J.P. Morgan (Financial Adviser to Lenta)
Toby Radford Tel. +44 20 7134 7066
Email: toby.radford@jpmorgan.com

Vladimir Blinov
Tel. +7 495 937 7310
Email: vladimir.e.blinov@jpmorgan.com

Further information
J.P. Morgan Securities plc (“J.P. Morgan”), is authorised by the PRA and regulated by the FCA and the PRA in the United Kingdom. J.P. Morgan is acting exclusively as financial adviser to Lenta and no one else in connection with the Offer and will not regard any other person as its client in relation to the Offer and will not be responsible to anyone other than Lenta for providing the protections afforded to clients of J.P. Morgan or its affiliates, or for providing advice in relation to the Offer or any other matter referred to in this announcement.

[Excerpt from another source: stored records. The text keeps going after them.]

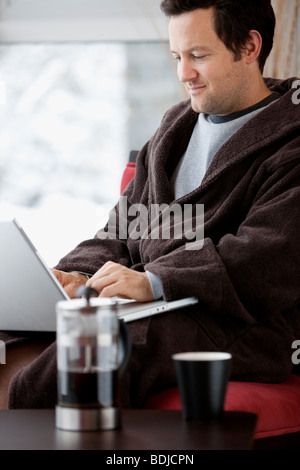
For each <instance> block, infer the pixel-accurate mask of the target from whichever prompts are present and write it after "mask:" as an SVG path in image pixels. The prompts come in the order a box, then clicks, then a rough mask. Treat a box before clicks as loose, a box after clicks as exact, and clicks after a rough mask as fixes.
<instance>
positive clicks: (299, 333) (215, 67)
mask: <svg viewBox="0 0 300 470" xmlns="http://www.w3.org/2000/svg"><path fill="white" fill-rule="evenodd" d="M161 7H162V10H163V11H164V12H165V14H166V15H168V16H169V17H170V23H169V36H170V49H171V53H172V55H173V57H174V59H175V60H176V62H177V63H178V77H179V79H180V81H182V82H183V83H184V85H185V87H186V89H187V91H188V93H189V95H190V100H187V101H185V102H183V103H179V104H178V105H176V106H174V107H173V108H172V109H171V110H169V111H168V112H167V113H166V115H165V116H164V118H163V121H162V124H161V126H160V128H159V129H158V131H157V132H156V133H155V135H154V136H153V137H152V139H150V141H149V142H148V143H147V144H146V145H145V146H144V147H143V149H142V150H141V151H140V153H139V156H138V159H137V168H136V176H135V178H134V181H132V182H131V183H130V184H129V186H128V187H127V188H126V190H125V192H124V194H123V197H126V200H127V204H128V207H132V206H133V205H134V204H142V205H143V206H144V207H146V208H147V209H148V210H149V213H151V208H153V207H154V206H155V205H157V204H159V205H161V204H166V205H167V206H168V207H172V205H173V204H174V203H176V204H179V205H180V206H181V207H183V208H184V207H185V206H184V205H187V204H190V205H192V207H193V209H196V208H197V206H199V205H204V208H205V223H204V240H202V241H201V243H198V241H197V240H196V241H195V240H191V239H189V238H188V237H187V236H185V234H183V235H182V237H172V236H171V237H170V239H163V238H160V239H157V238H156V237H151V228H150V227H149V233H148V235H149V236H142V235H145V233H144V234H142V233H141V236H140V237H139V238H138V239H137V238H136V237H135V236H133V233H132V232H131V231H130V230H132V229H130V227H131V225H130V222H131V221H132V218H131V219H130V218H128V220H127V221H126V227H127V228H128V234H127V237H126V238H124V237H121V236H117V237H113V236H112V233H111V230H112V229H114V230H115V233H116V234H117V235H120V234H119V233H118V229H119V225H118V222H119V224H120V223H121V222H123V221H121V216H122V214H121V209H120V204H119V205H117V206H116V208H115V212H114V214H113V216H114V219H111V220H110V221H109V222H108V225H107V227H106V228H105V229H104V230H101V231H99V233H98V234H97V235H96V236H95V238H94V239H93V240H87V241H85V242H83V243H82V244H80V245H79V246H78V247H77V248H76V249H75V250H74V251H72V252H71V253H70V254H68V255H67V256H66V257H65V258H63V259H62V260H61V261H60V262H59V264H58V265H57V266H56V268H55V269H54V272H55V274H56V275H57V278H58V279H59V280H60V282H61V284H62V285H63V286H64V287H65V289H66V291H67V292H68V293H69V294H70V295H71V296H73V295H74V294H75V292H76V290H77V288H78V287H79V286H80V285H82V284H85V283H87V285H88V286H91V287H93V288H95V289H97V291H98V292H99V295H100V296H115V295H119V296H126V297H130V298H134V299H136V300H139V301H145V302H146V301H149V300H152V299H153V298H160V297H161V296H163V297H164V298H165V299H167V300H169V299H174V298H180V297H184V296H190V295H193V296H196V297H198V299H199V304H198V305H196V306H193V307H189V308H185V309H183V310H177V311H175V312H170V313H168V314H164V315H159V316H156V317H153V318H152V319H146V320H140V321H137V322H133V323H131V324H130V329H131V335H132V342H133V350H132V357H131V360H130V363H129V366H128V369H127V372H126V373H125V376H124V379H123V381H122V389H121V398H122V404H123V406H124V407H142V406H144V404H145V402H146V400H147V398H148V396H149V395H150V394H151V393H153V392H154V391H156V390H160V389H162V388H165V387H168V386H172V385H174V384H175V377H174V370H173V366H172V362H171V355H172V354H173V353H175V352H179V351H187V350H194V349H197V350H211V351H215V350H222V351H228V352H231V353H232V355H233V367H232V379H235V380H255V381H262V382H277V381H281V380H284V379H285V378H286V377H287V376H288V375H289V373H290V372H291V370H292V362H291V345H292V343H293V341H294V340H295V339H297V338H299V335H300V320H299V305H300V300H299V297H300V295H299V290H300V289H299V286H300V249H299V245H298V239H299V233H300V230H299V229H300V226H299V224H300V222H299V203H300V190H299V181H300V170H299V160H300V152H299V150H300V137H299V125H300V116H299V110H300V108H299V107H297V105H295V104H294V103H293V99H292V96H293V93H294V92H295V89H294V88H293V85H294V83H295V80H296V79H290V80H285V81H279V80H271V79H268V80H264V79H263V76H262V72H263V68H264V64H265V61H266V59H267V57H268V55H269V53H270V51H271V48H272V42H273V35H274V26H275V18H274V13H273V9H272V7H271V3H270V0H243V1H241V0H232V1H229V0H226V1H223V0H214V1H213V0H211V1H209V0H207V1H205V0H189V1H188V0H164V1H162V4H161ZM193 214H194V213H193ZM191 218H192V220H193V221H195V216H194V215H192V216H191ZM114 220H116V221H117V223H116V224H115V225H114ZM172 220H173V219H172ZM175 222H176V221H174V226H173V229H175ZM134 229H135V234H136V227H135V228H134ZM197 243H198V245H197ZM87 277H88V278H89V280H88V281H87ZM13 341H16V339H15V338H10V337H9V336H6V342H7V344H9V343H10V342H13ZM46 346H47V344H46V345H45V343H43V342H41V341H37V342H35V343H33V342H32V338H31V341H29V342H25V343H22V342H20V344H19V346H16V345H15V347H12V348H11V350H9V347H8V352H7V365H8V364H9V362H10V359H9V355H10V354H11V361H12V362H11V363H12V370H11V372H10V371H9V370H8V372H7V373H6V379H5V380H4V381H3V383H4V385H3V386H2V392H3V394H2V397H3V396H5V393H6V394H7V395H8V406H9V407H11V408H20V407H49V406H54V405H55V403H56V389H55V387H56V362H55V361H56V357H55V351H56V349H55V348H56V345H55V343H52V344H50V345H49V346H48V347H46ZM18 348H19V349H20V350H22V349H23V348H27V351H26V355H23V356H22V361H23V363H27V364H28V365H27V366H26V367H25V368H24V369H21V370H19V368H20V367H21V365H22V364H20V362H19V361H20V355H21V352H19V351H18ZM41 351H42V352H41ZM29 353H30V354H31V357H30V358H28V354H29ZM32 358H35V359H34V360H33V361H32V362H30V361H31V360H32ZM9 384H10V389H9V392H7V390H8V385H9ZM33 384H34V390H33ZM5 391H6V392H5ZM0 396H1V393H0Z"/></svg>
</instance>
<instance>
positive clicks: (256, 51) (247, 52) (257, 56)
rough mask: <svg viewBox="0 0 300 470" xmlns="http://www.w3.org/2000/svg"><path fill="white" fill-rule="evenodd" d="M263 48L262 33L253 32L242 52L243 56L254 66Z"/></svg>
mask: <svg viewBox="0 0 300 470" xmlns="http://www.w3.org/2000/svg"><path fill="white" fill-rule="evenodd" d="M261 48H262V37H261V35H260V33H259V32H258V31H256V30H251V31H250V32H249V39H248V40H247V42H246V44H245V46H244V47H243V50H242V54H243V56H244V58H245V60H246V63H247V64H248V65H249V64H252V63H253V62H255V61H256V60H257V59H258V57H259V55H260V52H261Z"/></svg>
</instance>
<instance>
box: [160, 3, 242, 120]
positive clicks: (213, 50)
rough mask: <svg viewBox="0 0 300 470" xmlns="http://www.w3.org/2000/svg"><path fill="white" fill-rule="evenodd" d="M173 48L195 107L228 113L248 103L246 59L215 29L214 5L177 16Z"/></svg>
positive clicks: (226, 114) (197, 108) (193, 106)
mask: <svg viewBox="0 0 300 470" xmlns="http://www.w3.org/2000/svg"><path fill="white" fill-rule="evenodd" d="M169 37H170V49H171V52H172V54H173V56H174V58H175V60H176V61H178V69H177V73H178V77H179V80H180V81H181V82H183V83H184V85H185V87H186V90H187V92H188V93H189V95H190V97H191V103H192V107H193V109H194V111H196V112H198V113H200V112H202V113H206V114H218V115H228V114H231V113H233V112H236V111H240V110H242V109H245V108H247V107H248V102H251V97H249V96H247V92H248V90H249V87H248V84H249V76H248V70H247V65H246V62H245V61H244V60H243V53H241V59H240V60H238V61H237V60H235V57H234V54H233V52H232V51H229V50H228V49H227V48H226V46H225V45H224V43H223V42H222V41H221V40H220V39H219V38H218V36H217V34H216V33H215V31H214V23H213V8H209V9H197V10H195V11H192V12H188V13H183V14H181V15H178V16H174V17H172V18H171V20H170V24H169Z"/></svg>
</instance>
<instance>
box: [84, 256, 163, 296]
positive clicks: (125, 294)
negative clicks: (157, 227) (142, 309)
mask: <svg viewBox="0 0 300 470" xmlns="http://www.w3.org/2000/svg"><path fill="white" fill-rule="evenodd" d="M86 285H87V286H88V287H92V288H93V289H96V290H97V291H98V292H99V297H115V296H119V297H125V298H129V299H134V300H136V301H138V302H149V301H152V300H154V298H153V293H152V289H151V285H150V282H149V280H148V276H147V274H146V273H140V272H137V271H133V270H132V269H129V268H126V267H125V266H122V265H121V264H117V263H114V262H112V261H108V262H107V263H105V264H104V265H103V266H102V268H100V269H99V270H98V271H97V272H96V273H95V274H94V276H92V277H91V278H90V279H89V280H88V282H87V284H86Z"/></svg>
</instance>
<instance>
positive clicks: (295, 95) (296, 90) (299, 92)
mask: <svg viewBox="0 0 300 470" xmlns="http://www.w3.org/2000/svg"><path fill="white" fill-rule="evenodd" d="M292 88H296V91H295V92H294V93H293V95H292V101H293V103H294V104H300V80H295V81H294V83H293V84H292Z"/></svg>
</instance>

This announcement is not intended to and does not constitute, or form part of, an offer, invitation or the solicitation of an offer to purchase, otherwise acquire, subscribe for, sell or otherwise dispose of any securities, or the solicitation of any vote or approval in any jurisdiction, pursuant to the Offer or otherwise, nor shall there be any sale, issuance or transfer of securities of Lenta in any jurisdiction in contravention of applicable law. The Offer, if made, will be made solely by means of the Offer Document, which will, together, contain the full terms of the Offer including details of how it may be accepted. Further details on how eligible Lenta Securityholders can accept the Offer will be set out in the Offer Document.

A copy of the Offer Announcement is available, subject to certain restrictions relating to persons resident in Restricted Jurisdictions, on Lenta’s website at www.lentainvestor.com/en/investors. For the avoidance of doubt, the contents of that website are not incorporated into and do not form part of this announcement.